Hi Andres, Robert.

I've attached four patches here.

1. Move the call to ResetUnloggedRelations(UNLOGGED_RELATION_INIT) to
   earlier in StartupXLOG.

2. Inside that function, issue fsync()s for the main forks we create by
   copying the _init fork.

3. A small fixup to add a const to "typedef char *FileName", because the
   earlier patch gave me warnings about discarding const-ness. This is
   consistent with many other functions in fd.c that take const char *.

4. Issue an fsync() on the data directory at startup if we need to
   perform crash recovery.

I created some unlogged relations, performed an immediate shutdown, and
then straced postgres as it performed crash recovery. The changes in (2)
do indeed fsync the files we create by copying *_init, and don't fsync
anything else (at least not after I fixed a bug ;-).

I did not do anything about the END_OF_RECOVERY checkpoint setting the
ControlFile->state to DB_SHUTDOWNED, because it wasn't clear to me if
there was any agreement on what to do. I would be happy to submit a
followup patch if we reach some decision about it.

Is this what you had in mind?

-- Abhijit
>From d8726c06cdf11674661eac1d091cf7edd05c2a0c Mon Sep 17 00:00:00 2001
From: Abhijit Menon-Sen <a...@2ndquadrant.com>
Date: Wed, 24 Sep 2014 14:43:18 +0530
Subject: Call ResetUnloggedRelations(UNLOGGED_RELATION_INIT) earlier

We need to call this after recovery, but not after the END_OF_RECOVERY
checkpoint is written.

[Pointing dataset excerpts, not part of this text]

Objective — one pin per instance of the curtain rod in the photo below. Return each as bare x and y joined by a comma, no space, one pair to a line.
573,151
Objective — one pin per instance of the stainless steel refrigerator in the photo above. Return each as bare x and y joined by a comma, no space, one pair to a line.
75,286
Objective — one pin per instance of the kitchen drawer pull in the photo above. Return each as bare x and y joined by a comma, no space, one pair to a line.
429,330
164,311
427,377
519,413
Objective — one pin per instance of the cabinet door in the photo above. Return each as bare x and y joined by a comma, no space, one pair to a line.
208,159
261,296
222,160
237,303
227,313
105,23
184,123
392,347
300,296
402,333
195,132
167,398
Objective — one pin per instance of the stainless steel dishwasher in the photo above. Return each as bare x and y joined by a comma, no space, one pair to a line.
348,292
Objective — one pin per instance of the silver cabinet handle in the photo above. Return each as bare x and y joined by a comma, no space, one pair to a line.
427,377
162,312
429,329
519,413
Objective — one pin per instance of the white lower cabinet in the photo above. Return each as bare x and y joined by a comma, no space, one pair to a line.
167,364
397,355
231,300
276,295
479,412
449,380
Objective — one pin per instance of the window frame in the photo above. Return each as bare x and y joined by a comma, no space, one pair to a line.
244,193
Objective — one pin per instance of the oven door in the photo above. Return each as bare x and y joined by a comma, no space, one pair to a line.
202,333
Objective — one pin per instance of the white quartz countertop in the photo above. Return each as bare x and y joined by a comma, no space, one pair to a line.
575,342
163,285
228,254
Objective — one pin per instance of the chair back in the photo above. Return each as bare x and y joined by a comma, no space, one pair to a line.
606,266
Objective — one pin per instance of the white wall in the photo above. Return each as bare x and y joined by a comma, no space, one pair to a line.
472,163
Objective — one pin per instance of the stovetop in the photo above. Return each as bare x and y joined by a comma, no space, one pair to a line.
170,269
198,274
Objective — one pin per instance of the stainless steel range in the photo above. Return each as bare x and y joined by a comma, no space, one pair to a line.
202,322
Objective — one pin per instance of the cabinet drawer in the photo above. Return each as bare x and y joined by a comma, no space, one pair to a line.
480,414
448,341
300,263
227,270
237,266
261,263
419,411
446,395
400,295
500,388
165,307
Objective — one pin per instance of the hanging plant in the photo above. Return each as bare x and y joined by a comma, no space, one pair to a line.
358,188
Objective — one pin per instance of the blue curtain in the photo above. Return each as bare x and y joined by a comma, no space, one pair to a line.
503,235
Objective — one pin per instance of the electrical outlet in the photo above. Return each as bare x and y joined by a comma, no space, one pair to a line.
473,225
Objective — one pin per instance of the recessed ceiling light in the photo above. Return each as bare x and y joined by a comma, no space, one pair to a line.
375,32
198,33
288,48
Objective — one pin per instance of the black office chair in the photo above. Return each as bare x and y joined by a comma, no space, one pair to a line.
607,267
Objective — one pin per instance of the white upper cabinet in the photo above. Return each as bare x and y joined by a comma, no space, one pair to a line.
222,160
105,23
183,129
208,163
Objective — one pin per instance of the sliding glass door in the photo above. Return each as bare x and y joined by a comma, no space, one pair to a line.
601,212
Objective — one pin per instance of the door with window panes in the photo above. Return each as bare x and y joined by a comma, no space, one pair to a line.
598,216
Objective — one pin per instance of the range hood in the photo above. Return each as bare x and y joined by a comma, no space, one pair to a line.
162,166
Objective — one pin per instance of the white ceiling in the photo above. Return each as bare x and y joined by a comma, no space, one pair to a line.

If we crash after that checkpoint, for example
because of ENOSPC in PreallocXlogFiles, the checkpoint has already set
the ControlFile->state to DB_SHUTDOWNED, so we don't enter recovery
again at startup.

Because we did call ResetUnloggedRelations(UNLOGGED_RELATION_CLEANUP)
in the first cleanup, this leaves the database with a bunch of _init
forks for unlogged relations, but no main forks, leading to scary
errors.

See thread from 20140912112246.ga4...@alap3.anarazel.de for details.
---
 src/backend/access/transam/xlog.c | 16 ++++++++--------
 1 file changed, 8 insertions(+), 8 deletions(-)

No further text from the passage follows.